Au contact des vieilles et au fil des décennies, elles retiennent ce qu’il y a de meilleur, les histoires, toutes les légendes anciennes, les proverbes, les poésies qui font la sagesse populaire. Toute leur vie, ces femmes ont répandu à leur tour, autour d’elles, ce qu’elles ont appris de meilleur. Elles ont semé à tous vents et partout, on les a trouvées admirables tant elles apprennent toujours quelque chose avec elles. Aujourd’hui, face au phénomène de la déconcentration, l’élément féminin est beaucoup plus à l’écoute des autres, contrairement aux garçons totalement déconnectés par rapport au patrimoine culturel et à la réalité.

Déconcentration et déconnexion par rapport aux œuvres culturelles
Mis à part quelques exceptions, personne parmi les jeunes garçons et les vieux ne s’intéresse aux musées, aux sites archéologiques, aux tableaux de peinture, à la lecture d’œuvres littéraires, y compris les œuvres nationales. Ils n’ont pas appris à visiter les lieux qui donnent à voir des objets anciens liés à notre légende des siècles. Dommage ! Car ces objets historiques que nous retrouvons, nous donnent des indications sur nos origines et si nous continuons à leur tourner le dos, ils feront partie des oubliés.
Pourtant que d’histoires ils peuvent évoquer si on les observe bien et si on les fait parler.
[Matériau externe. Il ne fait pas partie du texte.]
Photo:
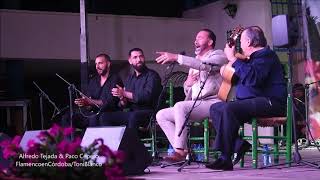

Et que de fois on a découvert de nouveaux vestiges, des pièces de monnaie appartenant à d’autres civilisations, des grottes méconnues et jamais visitées.
Le même sort sera réservé aux livres qu’on ne se donne même pas la peine de regarder lorsqu’on passe devant la vitrine de la librairie. Il ne s’agit pas de déconcentration mais de déconnexion par rapport aux livres. Ce phénomène est dommageable pour la culture individuelle et collective. Il y a une grande diversité de domaines dans les livres, il y en a pour tous les niveaux et toutes les disciplines.
La lecture bien concentrée de roman peut être d’un immense profit : il développe les qualités intellectuelles, à savoir la mémoire, l’intelligence, la concentration, la réflexion et l’imagination ; de plus, la lecture nous fait acquérir le vocabulaire, les tournures de phrases, l’orthographe et dans n’importe quelle langue. Normalement c’est tous les jours qu’il faut garder le contact avec la lecture pour que celle-ci porte ses fruits.
Ainsi c’est de cette façon qu’on élève son niveau de culture. On définit la culture comme ce qui reste lorsqu’on a tout oublié. Qu’est ce qui reste lorsqu’on a tout oublié ? Il reste les capacités de raisonner juste, de parler raisonnablement et sans bavures, c’est être maître de soi et savoir répondre juste aux sollicitations de l’environnement.